19 de junio de 2021, 21:25:35
Opinión


España mañana será musulmana

Antonio Hualde


Los Reyes Católicos tomaron Granada el 2 de enero de 1492, poniendo así fin a más de siete siglos de invasión musulmana. Gracias a ello, España pudo entrar de lleno en la vida cultural del Occidente europeo, entre otras muchas cosas. Pero no a todo el mundo le gusta. Es el caso del director general de Memoria Democrática de la Junta de Andalucía -ya sólo el nombrecito del cargo tiene premio-, Luis Naranjo, comunista a la sazón, para quien la conmemoración de ese evento es algo “inapropiado”.

Alguien que sabía “un poquito” de historia, Claudio Sánchez Albornoz, definió a la perfección lo que había sido de nosotros de haber seguido subyugados al Islam: “no habría surgido la leyenda del Apóstol Caballero, no habrían tenido lugar las peregrinaciones a Compostela y la cultura de la Europa cristiana no habría pasado el Pirineo. No se habrían escrito ni iluminado las maravillas de los llamados Beatos. No se habrían construido nuestros templos prerrománicos en tierras cantábricas, ni los de estilo mozárabe al sur de los montes, ni después las iglesias y monasterios románicos y góticos. Nunca se habrían alzado las grandes y bellas catedrales de Santiago, Zamora, Salamanca, León, Burgos, Toledo, Barcelona, Sevilla… No se habrían escrito el Poema del Cid, ni los otros cantares de gesta. No se habrían redactado los fueros municipales que garantizaron las libertades de ciudades y villas de los reinos cristianos, ni habrían surgido las Cortes, embriones de Parlamentos. Y así un largo etcétera”.

A lo mejor muchos progres de salón disfrutarían hoy con la calidad democrática de paraísos como Marruecos, Irán o Siria. Las mujeres tendían que llevar hiyab -velo islámico-…o porqué no un burka, ya puestos. Podrían seguir atacando a la Iglesia, eso sí; ya se sabe que para los musulmanes el único credo verdadero es el suyo, y pobre del que ose hacer proselitismo de algún otro. Vamos, que a quien le gusten las experiencias de riesgo, que se vaya a Arabia Saudí con una Biblia bajo el brazo, ya verá cuánto le dura -tanto la Biblia como el brazo-. Claro que a lo mejor ese dechado de virtudes que son los políticos andaluces de la Junta preferiría lapidaciones de mujeres adúlteras en plena vía pública antes que esa caduca y franquista Semana Santa que apenas atrae a turistas.

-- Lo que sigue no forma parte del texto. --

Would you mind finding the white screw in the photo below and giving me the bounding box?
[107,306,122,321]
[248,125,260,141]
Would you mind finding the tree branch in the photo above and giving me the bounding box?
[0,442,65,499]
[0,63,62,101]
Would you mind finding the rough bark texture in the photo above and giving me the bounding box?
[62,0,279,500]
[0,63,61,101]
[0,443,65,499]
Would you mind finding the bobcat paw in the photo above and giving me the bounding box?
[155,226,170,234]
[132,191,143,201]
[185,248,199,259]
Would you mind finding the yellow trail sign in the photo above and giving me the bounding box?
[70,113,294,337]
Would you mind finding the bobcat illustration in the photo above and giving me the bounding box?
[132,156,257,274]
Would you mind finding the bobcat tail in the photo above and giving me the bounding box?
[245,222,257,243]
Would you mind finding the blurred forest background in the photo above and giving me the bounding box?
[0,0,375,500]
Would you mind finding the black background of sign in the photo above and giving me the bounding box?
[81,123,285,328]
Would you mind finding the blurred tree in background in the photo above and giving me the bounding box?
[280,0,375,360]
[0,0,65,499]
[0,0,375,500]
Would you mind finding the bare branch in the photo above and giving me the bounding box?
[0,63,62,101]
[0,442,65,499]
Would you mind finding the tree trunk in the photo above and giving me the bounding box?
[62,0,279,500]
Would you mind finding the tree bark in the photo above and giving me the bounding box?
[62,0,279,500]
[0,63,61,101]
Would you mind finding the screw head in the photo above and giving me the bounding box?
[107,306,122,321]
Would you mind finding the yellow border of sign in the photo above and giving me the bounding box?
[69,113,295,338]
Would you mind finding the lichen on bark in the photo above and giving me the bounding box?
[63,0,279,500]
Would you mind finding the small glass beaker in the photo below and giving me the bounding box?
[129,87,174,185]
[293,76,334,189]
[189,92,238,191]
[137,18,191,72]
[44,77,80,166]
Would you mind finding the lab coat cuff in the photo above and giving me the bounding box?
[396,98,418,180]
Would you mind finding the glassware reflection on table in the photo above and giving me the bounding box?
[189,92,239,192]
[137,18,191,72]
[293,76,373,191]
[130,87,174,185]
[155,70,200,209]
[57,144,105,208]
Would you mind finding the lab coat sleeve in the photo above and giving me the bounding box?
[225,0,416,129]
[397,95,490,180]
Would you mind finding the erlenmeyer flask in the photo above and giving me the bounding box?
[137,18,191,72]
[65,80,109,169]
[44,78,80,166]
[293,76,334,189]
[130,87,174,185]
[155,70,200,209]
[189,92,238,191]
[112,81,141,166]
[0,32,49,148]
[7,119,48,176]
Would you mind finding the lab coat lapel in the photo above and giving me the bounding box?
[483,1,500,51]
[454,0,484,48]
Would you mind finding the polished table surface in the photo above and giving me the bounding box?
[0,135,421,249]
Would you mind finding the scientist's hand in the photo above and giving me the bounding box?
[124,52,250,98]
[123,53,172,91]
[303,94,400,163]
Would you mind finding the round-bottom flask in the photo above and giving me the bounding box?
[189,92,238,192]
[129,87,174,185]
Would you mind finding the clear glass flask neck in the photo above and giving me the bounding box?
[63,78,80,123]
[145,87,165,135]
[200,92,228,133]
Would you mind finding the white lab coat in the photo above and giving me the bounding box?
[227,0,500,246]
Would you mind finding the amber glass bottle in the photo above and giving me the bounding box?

Hoy está de moda lo del crisol de culturas en Al Andalus. Mandangas. Vivían yuxtapuestos, que no mezclados, y con una preeminencia del Islam sobre judíos y cristianos que bien puede tildarse de asfixiante. Se habla de las muchas aportaciones que hicieron, del arte nazarí con la Alhambra -tan sobrevalorada ella- como máxima expresión y de una herencia cultural traducida en resquemor por lo que venía de Pirineos arriba. Lo que hace el marketing. A decir verdad, aquí ya había un riquísimo sustrato cívico y cultural: los sistemas de comunicación romanos, las técnicas de agricultura -romanas igualmente- o el empleo del arco de herradura son sólo algunos ejemplos de lo que se encontraron los árabes cuando nos invadieron. Si hay quien no lo quiere ver, allá él -o ella-. Como dijo Bernard Shaw, “hace tiempo que aprendía a no luchar contra un cerdo. Acabas todo sucio, y además, al cerdo le gusta”.